Hablamos de que a las dos nos gusta dormir con la ventana abierta en verano, para que corra el aire. Yo le digo que en el piso donde vivía antes también había mucho ruido, pero encima el cabezal de mi cama estaba justo debajo de la ventana, y entonces sí me costaba dormir. Aunque lo intenté, no me quedó otra opción que dormir con la ventana cerrada todo el verano. Como era en Inglaterra, el verano fue corto, así que tampoco fue una frustración muy prolongada. Ella asiente, simpatiza. Noto que empezamos a sentirnos cómodas la una con la otra.
En el balcón hay algunas plantas. Cactus, porque son fáciles de mantener, me dice. Me cuenta que este verano se partió la espalda y estuvo sin venir al piso unos veinte días. Les pidió a sus compañeros que regaran las plantas, pero no se acordaron.
Las dos estamos de acuerdo en que las plantas le dan un poco de vida al balcón, y a la casa. Que si no queda todo un poco desértico y apagado. Los balcones con vegetación exuberante, selvática casi, que cuelga por las barandas nos parecen encantadores, aunque ninguna de las dos seamos jardineras expertas.
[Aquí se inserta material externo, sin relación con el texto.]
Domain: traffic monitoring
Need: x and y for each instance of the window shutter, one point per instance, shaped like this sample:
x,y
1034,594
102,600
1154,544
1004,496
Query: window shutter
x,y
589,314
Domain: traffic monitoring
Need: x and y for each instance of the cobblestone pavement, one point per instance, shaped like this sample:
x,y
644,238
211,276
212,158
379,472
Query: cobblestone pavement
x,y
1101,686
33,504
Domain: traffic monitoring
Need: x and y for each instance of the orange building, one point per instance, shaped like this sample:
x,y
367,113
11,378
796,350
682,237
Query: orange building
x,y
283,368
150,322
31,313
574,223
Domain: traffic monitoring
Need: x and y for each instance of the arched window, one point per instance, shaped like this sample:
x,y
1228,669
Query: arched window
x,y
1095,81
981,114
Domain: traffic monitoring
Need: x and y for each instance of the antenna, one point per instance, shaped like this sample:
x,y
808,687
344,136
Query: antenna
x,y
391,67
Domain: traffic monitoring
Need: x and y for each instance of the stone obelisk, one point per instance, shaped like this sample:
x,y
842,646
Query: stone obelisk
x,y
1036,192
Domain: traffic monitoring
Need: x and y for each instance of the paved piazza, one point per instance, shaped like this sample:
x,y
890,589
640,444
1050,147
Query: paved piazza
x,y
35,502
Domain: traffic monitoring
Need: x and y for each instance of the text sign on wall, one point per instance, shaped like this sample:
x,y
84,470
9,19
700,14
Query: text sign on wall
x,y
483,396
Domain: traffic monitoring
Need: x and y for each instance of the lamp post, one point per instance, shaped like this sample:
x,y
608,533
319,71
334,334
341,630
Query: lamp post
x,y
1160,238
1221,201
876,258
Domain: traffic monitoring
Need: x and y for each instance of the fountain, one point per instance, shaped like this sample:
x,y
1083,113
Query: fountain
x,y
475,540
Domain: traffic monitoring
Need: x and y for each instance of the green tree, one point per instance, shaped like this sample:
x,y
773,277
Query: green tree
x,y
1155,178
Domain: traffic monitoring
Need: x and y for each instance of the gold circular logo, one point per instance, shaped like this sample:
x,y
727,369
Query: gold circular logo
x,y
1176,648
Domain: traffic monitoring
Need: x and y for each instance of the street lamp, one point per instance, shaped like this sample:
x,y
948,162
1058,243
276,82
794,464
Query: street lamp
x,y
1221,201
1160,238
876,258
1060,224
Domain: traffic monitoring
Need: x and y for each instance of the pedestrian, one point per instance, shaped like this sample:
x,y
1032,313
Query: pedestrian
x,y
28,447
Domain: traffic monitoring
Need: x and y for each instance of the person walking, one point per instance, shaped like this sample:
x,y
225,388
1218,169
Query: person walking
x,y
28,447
Entramos otra vez al comedor. Ella me indica que la puerta doble que está abierta da a su habitación. Desde aquí se ve un escritorio y parece una habitación grande. También tiene salida al balcón. La envidio un poco.
Nos sentamos en el sillón para tratar los temas prácticos. El precio del alquiler incluye todos los gastos. No hay un orden específico de limpieza, pero se entiende que se ha de colaborar entre todos.
—Yo soy la que más limpio –dice, porque con los gatos, van dejando arena por ahí y yo cuando lo veo lo limpio.
Se pueden traer visitas al piso, siempre que se respete a los demás. Sólo hay un baño y compartirlo entre tres no es problema, pero cuando se junta mucha más gente empieza a ser un agobio.
Pregunto si hay lavavajillas en la cocina. No me he fijado. Me dice que sí, pero las dos estamos acostumbradas a fregar los platos a mano. También me dice que considera importante vigilar el consumo en casa. Apagar luces, no exagerar con las lavadoras, todo eso. Yo asiento y le digo que me parece todo muy coherente.
Me cuenta que tuvo una compañera que bebía y fumaba y estaba muy mal y por las noches no se acordaba de apagar las luces. Se lo recordó muchas veces, pero no había manera. Al final cambió las bombillas del pasillo por unas de bajo consumo. Así al menos no gastarían tanta luz.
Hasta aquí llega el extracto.